Ancient Egyptian Museum
A curiosity-driven project
John Jay Middle School’s library was bursting with talk of makeup made from beetle shells, arrows with a range of 400 yards, and the sound that a sistrum makes. Each of these ideas, and dozens more, was represented by a handmade exhibit and a sixth grader who engaged parents, teachers and other students with a well-prepared presentation on the topic.
The impressive event is the annual Ancient Egyptian Museum, the curiosity-driven project that is the culmination of two months of work. This year, the John Jay Middle School tradition celebrated its silver anniversary— sixth grade teacher Kathy O'Neil co-founded it 25 years ago, with then middle school teacher Alice Cronin.
Combining research, writing and presentation skills
“Somethings never change and one of them is sixth graders’ enthusiasm for Ancient Egypt,” said O’Neil, social studies teacher for Team Affinity. She begins the unit by discussing possible topics with her classes, then students collaborate with Library Media Specialist Jenn Useted on exploring their interests through the library’s books and databases. What museum visitors don’t see is that each polished presentation is based on a research paper with bibliography.

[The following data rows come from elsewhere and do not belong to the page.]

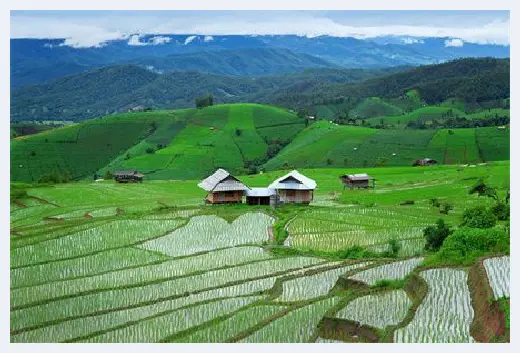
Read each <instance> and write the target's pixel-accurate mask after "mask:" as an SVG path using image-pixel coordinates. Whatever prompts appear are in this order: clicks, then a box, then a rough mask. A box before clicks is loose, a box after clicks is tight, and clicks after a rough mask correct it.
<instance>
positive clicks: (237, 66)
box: [133, 48, 339, 76]
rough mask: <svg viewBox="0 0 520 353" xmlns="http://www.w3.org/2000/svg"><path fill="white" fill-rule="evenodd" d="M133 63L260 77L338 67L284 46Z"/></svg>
mask: <svg viewBox="0 0 520 353" xmlns="http://www.w3.org/2000/svg"><path fill="white" fill-rule="evenodd" d="M133 63H134V64H140V65H143V66H149V67H153V68H154V69H155V70H160V71H197V72H203V73H212V74H217V75H232V76H261V75H272V74H279V73H288V72H296V71H302V70H305V69H308V68H334V67H339V66H338V65H336V64H332V63H330V62H327V61H325V60H323V59H320V58H317V57H314V56H311V55H308V54H303V53H294V52H292V51H290V50H287V49H276V48H248V49H240V50H219V51H208V52H196V53H189V54H176V55H168V56H164V57H148V58H140V59H137V60H134V61H133Z"/></svg>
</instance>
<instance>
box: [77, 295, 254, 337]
mask: <svg viewBox="0 0 520 353" xmlns="http://www.w3.org/2000/svg"><path fill="white" fill-rule="evenodd" d="M259 299H262V297H261V296H253V297H244V298H229V299H223V300H219V301H215V302H211V303H208V304H201V305H198V306H194V307H189V308H186V309H180V310H177V311H174V312H173V313H171V314H166V315H163V316H159V317H156V318H152V319H148V320H142V321H139V322H138V323H136V324H133V325H130V326H126V327H123V328H121V329H117V330H113V331H109V332H107V333H105V334H102V335H98V336H94V337H92V338H89V339H87V340H85V341H84V342H89V343H93V342H95V343H101V342H102V343H116V342H121V343H123V342H125V343H126V342H136V343H137V342H159V341H160V340H162V339H165V338H167V337H168V336H171V335H173V334H175V333H178V332H181V331H183V330H186V329H189V328H190V327H194V326H198V325H201V324H203V323H205V322H208V321H210V320H212V319H215V318H217V317H219V316H221V315H225V314H228V313H231V312H233V311H235V310H238V309H240V308H241V307H243V306H246V305H248V304H250V303H252V302H254V301H257V300H259Z"/></svg>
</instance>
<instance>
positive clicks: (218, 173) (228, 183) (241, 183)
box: [198, 169, 249, 204]
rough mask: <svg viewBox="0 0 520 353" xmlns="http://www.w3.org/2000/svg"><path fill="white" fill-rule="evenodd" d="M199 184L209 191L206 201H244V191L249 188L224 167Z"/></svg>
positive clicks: (211, 174) (214, 172)
mask: <svg viewBox="0 0 520 353" xmlns="http://www.w3.org/2000/svg"><path fill="white" fill-rule="evenodd" d="M198 186H199V187H200V188H202V189H204V190H205V191H207V192H208V195H207V196H206V199H205V201H206V203H211V204H218V203H242V197H243V196H244V191H246V190H248V189H249V188H248V187H247V186H246V185H245V184H244V183H242V182H241V181H240V180H238V179H237V178H235V177H234V176H232V175H231V174H229V173H228V172H227V171H226V170H224V169H217V171H216V172H214V173H213V174H211V175H210V176H209V177H207V178H206V179H204V180H202V181H201V182H200V183H199V184H198Z"/></svg>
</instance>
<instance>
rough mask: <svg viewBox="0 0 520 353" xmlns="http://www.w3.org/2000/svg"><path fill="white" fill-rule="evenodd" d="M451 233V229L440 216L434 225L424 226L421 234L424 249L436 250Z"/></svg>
mask: <svg viewBox="0 0 520 353" xmlns="http://www.w3.org/2000/svg"><path fill="white" fill-rule="evenodd" d="M451 233H452V230H451V229H450V227H449V226H448V225H446V223H445V222H444V220H443V219H442V218H439V219H438V220H437V223H436V225H435V226H429V227H426V228H424V230H423V235H424V238H425V239H426V245H425V247H424V249H425V250H438V249H439V248H440V247H441V246H442V244H443V242H444V240H445V239H446V238H447V237H448V236H449V235H450V234H451Z"/></svg>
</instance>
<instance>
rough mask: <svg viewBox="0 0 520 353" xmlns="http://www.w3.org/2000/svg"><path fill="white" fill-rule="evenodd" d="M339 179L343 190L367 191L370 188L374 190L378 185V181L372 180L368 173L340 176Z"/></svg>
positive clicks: (372, 179) (349, 174)
mask: <svg viewBox="0 0 520 353" xmlns="http://www.w3.org/2000/svg"><path fill="white" fill-rule="evenodd" d="M339 178H340V179H341V182H342V183H343V188H347V187H348V188H350V189H367V188H369V187H371V188H374V187H375V184H376V179H374V178H372V177H371V176H370V175H368V174H366V173H363V174H345V175H342V176H340V177H339ZM370 184H372V185H370Z"/></svg>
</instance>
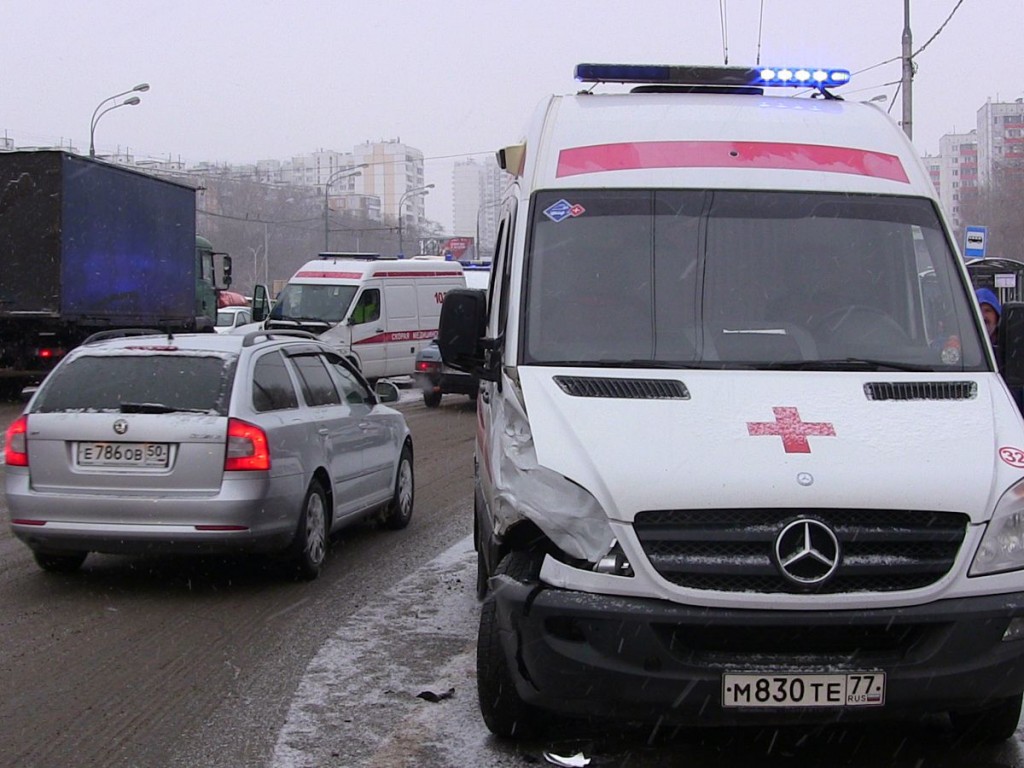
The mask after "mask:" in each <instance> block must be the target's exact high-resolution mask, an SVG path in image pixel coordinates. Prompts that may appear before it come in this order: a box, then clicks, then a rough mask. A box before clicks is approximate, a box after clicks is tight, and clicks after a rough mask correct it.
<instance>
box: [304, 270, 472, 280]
mask: <svg viewBox="0 0 1024 768" xmlns="http://www.w3.org/2000/svg"><path fill="white" fill-rule="evenodd" d="M460 274H462V272H460V271H455V270H451V269H450V270H449V271H413V270H403V271H386V272H334V271H326V270H325V271H318V270H315V269H301V270H299V271H297V272H296V273H295V276H296V278H327V279H335V280H337V279H341V280H361V279H362V278H457V276H459V275H460Z"/></svg>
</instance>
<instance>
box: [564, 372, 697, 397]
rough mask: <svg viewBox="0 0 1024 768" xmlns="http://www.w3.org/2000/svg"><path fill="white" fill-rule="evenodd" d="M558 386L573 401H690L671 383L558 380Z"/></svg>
mask: <svg viewBox="0 0 1024 768" xmlns="http://www.w3.org/2000/svg"><path fill="white" fill-rule="evenodd" d="M555 383H556V384H557V385H558V386H560V387H561V388H562V391H563V392H565V394H569V395H572V396H573V397H615V398H620V399H632V400H688V399H689V398H690V392H689V390H688V389H687V388H686V385H685V384H683V382H681V381H675V380H672V379H605V378H601V377H595V376H556V377H555Z"/></svg>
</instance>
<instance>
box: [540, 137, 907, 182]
mask: <svg viewBox="0 0 1024 768" xmlns="http://www.w3.org/2000/svg"><path fill="white" fill-rule="evenodd" d="M640 168H771V169H779V170H790V171H824V172H826V173H850V174H854V175H857V176H873V177H877V178H886V179H890V180H891V181H902V182H903V183H909V181H910V179H909V178H908V177H907V175H906V171H905V170H904V168H903V164H902V163H901V162H900V159H899V158H897V157H896V156H895V155H887V154H885V153H881V152H870V151H868V150H854V148H852V147H849V146H826V145H823V144H791V143H781V142H774V141H626V142H622V143H615V144H593V145H591V146H572V147H569V148H566V150H562V151H561V152H559V153H558V168H557V170H556V175H557V176H559V177H562V176H577V175H580V174H583V173H598V172H600V171H627V170H637V169H640Z"/></svg>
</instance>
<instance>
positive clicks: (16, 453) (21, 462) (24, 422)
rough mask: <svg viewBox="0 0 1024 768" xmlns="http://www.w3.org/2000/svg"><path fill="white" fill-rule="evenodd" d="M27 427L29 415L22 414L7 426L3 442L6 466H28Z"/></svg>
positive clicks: (23, 466)
mask: <svg viewBox="0 0 1024 768" xmlns="http://www.w3.org/2000/svg"><path fill="white" fill-rule="evenodd" d="M28 429H29V417H27V416H25V415H24V414H23V415H22V416H19V417H18V418H17V421H15V422H14V423H13V424H11V425H10V426H9V427H7V436H6V437H5V438H4V443H3V458H4V461H5V462H7V466H8V467H28V466H29V441H28V438H27V437H26V432H27V431H28Z"/></svg>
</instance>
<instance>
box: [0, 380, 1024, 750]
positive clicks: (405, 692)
mask: <svg viewBox="0 0 1024 768" xmlns="http://www.w3.org/2000/svg"><path fill="white" fill-rule="evenodd" d="M413 395H414V393H409V396H407V397H404V398H403V401H402V402H401V403H400V404H399V408H400V409H401V410H402V411H403V412H404V413H406V415H407V418H408V419H409V423H410V427H411V429H412V431H413V438H414V441H415V449H416V458H415V467H416V507H415V512H414V516H413V521H412V523H411V524H410V526H409V527H408V528H407V529H404V530H401V531H388V530H384V529H380V528H377V527H375V526H373V525H370V524H360V525H356V526H354V527H351V528H349V529H346V530H344V531H342V532H341V534H340V535H339V536H337V537H336V538H335V540H334V542H333V548H332V551H331V554H330V559H329V562H328V565H327V567H326V569H325V571H324V573H323V574H322V575H321V578H319V579H318V580H317V581H315V582H313V583H310V584H306V583H300V582H296V581H292V580H291V579H289V578H288V577H287V574H285V573H283V572H282V570H281V569H280V568H279V567H276V566H274V565H273V564H272V563H268V562H265V561H262V560H258V559H242V558H239V559H230V558H144V557H115V556H101V555H90V556H89V558H88V559H87V560H86V563H85V565H84V566H83V568H82V569H81V571H79V572H77V573H74V574H67V575H57V574H51V573H44V572H43V571H41V570H39V569H38V568H37V566H36V564H35V562H34V561H33V559H32V557H31V555H30V554H29V551H28V550H27V548H25V546H24V545H22V544H20V543H19V542H17V541H15V540H13V539H12V538H11V535H10V532H9V528H8V526H7V510H6V507H5V506H2V507H0V639H2V642H0V694H2V695H0V766H17V767H18V768H36V767H38V768H52V767H54V766H70V767H74V768H78V767H88V766H104V768H105V767H111V768H114V767H117V766H134V767H148V766H154V767H155V768H156V767H158V766H159V767H161V768H163V767H164V766H169V767H182V768H183V767H188V768H194V767H195V768H206V767H207V766H209V767H211V768H221V767H223V768H248V767H249V766H252V767H254V768H255V767H260V768H263V767H265V768H319V767H321V766H373V767H376V766H523V765H549V764H555V763H552V762H551V761H552V760H554V759H555V758H556V757H560V758H563V759H567V760H570V761H571V760H573V759H574V760H575V761H577V762H575V763H572V762H569V763H566V764H570V765H571V764H579V765H585V764H586V765H590V766H631V767H634V766H687V767H688V768H700V767H701V766H715V768H723V766H744V767H754V766H788V767H791V768H804V767H805V766H829V767H830V766H864V767H865V768H866V767H868V766H870V767H871V768H874V767H876V766H899V767H902V766H906V767H907V768H911V767H912V768H924V767H926V766H972V767H974V766H981V767H989V766H990V767H992V768H994V767H996V766H999V767H1004V766H1006V767H1009V766H1024V752H1022V750H1021V745H1020V743H1019V736H1020V731H1019V732H1018V734H1019V735H1018V739H1017V740H1015V741H1013V742H1010V743H1008V744H1005V745H1002V746H999V748H990V749H969V748H967V746H965V745H962V744H958V743H956V742H954V741H953V739H952V736H951V734H950V733H949V731H948V729H947V725H946V723H945V721H944V720H943V719H942V718H938V717H937V718H934V719H930V720H926V721H923V722H906V723H894V724H892V725H886V726H863V727H828V728H815V729H746V730H741V729H722V730H715V731H705V732H701V731H687V730H673V731H666V730H664V729H663V730H659V729H652V728H649V727H634V728H628V727H606V728H602V729H596V730H595V729H588V728H586V727H584V726H581V725H574V724H570V723H561V724H559V723H554V725H553V727H552V728H551V729H550V733H549V734H548V735H547V736H546V737H545V738H544V739H542V740H538V741H532V742H522V743H510V742H503V741H500V740H498V739H496V738H494V737H493V736H490V735H489V733H488V732H487V730H486V729H485V727H484V726H483V724H482V722H481V721H480V718H479V714H478V711H477V708H476V688H475V671H474V652H475V651H474V649H475V638H476V622H477V616H478V610H479V607H478V604H477V602H476V599H475V596H474V590H473V583H474V573H475V570H474V569H475V559H474V556H473V553H472V544H471V539H470V534H471V524H472V518H471V514H472V512H471V510H472V441H473V434H474V423H475V414H474V408H473V404H472V403H471V401H470V400H469V399H468V398H466V397H462V396H457V395H450V396H446V397H445V398H444V401H443V402H442V404H441V407H440V408H439V409H437V410H428V409H426V408H425V407H424V406H423V403H422V400H420V399H418V398H417V397H415V396H413ZM18 410H19V407H18V406H16V404H11V403H7V404H0V421H2V426H4V427H5V426H6V424H8V423H9V422H10V421H11V420H13V418H14V416H15V415H16V413H17V411H18ZM546 755H548V756H549V757H546ZM583 761H589V763H584V762H583Z"/></svg>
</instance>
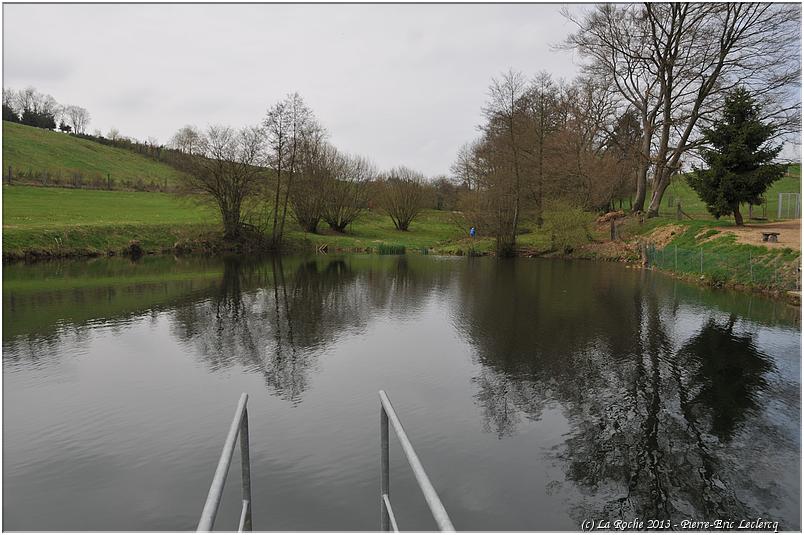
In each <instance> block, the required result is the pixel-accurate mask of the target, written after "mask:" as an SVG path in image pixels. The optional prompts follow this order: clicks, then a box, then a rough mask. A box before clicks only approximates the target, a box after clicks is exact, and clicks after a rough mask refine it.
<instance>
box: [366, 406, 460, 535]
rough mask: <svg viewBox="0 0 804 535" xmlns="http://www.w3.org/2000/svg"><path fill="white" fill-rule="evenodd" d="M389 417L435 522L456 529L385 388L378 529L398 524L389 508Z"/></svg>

Blending imagination and creativity
The sixth-grade experts were eager to share what they learned.
“One of the most interesting things I learned was that the Nile River flows from south to north,” said Nicholas. He moved his hand over a model of the African River Valley indicating the high-altitude source of the Nile.
“The Sphinx was built so that it catches the sun during the spring and fall equinox,” said Sophia, showing a model she sculpted of the famous monument with the head of a human and the body of a lion.
“Their surgical tools were much like ours today,” said Ava, who studied the medicine of Ancient Egypt. She held up a jar of squiggly shapes floating in liquid, representing the parasite infections common to the Nile Delta.
Well done, students!
Visitors to the museum included Superintendent Selesnick, School Resource Officer Brett Schlosser and Principal Swiatowicz.
“I was really impressed by the students in the museum,” said Swiatowicz. “They were knowledgeable, presented well and were able to answer my questions when I took them off script with my questions.”
“Every student I spoke with was able to share new and important learning with me. This really showed how invested they were in their research!”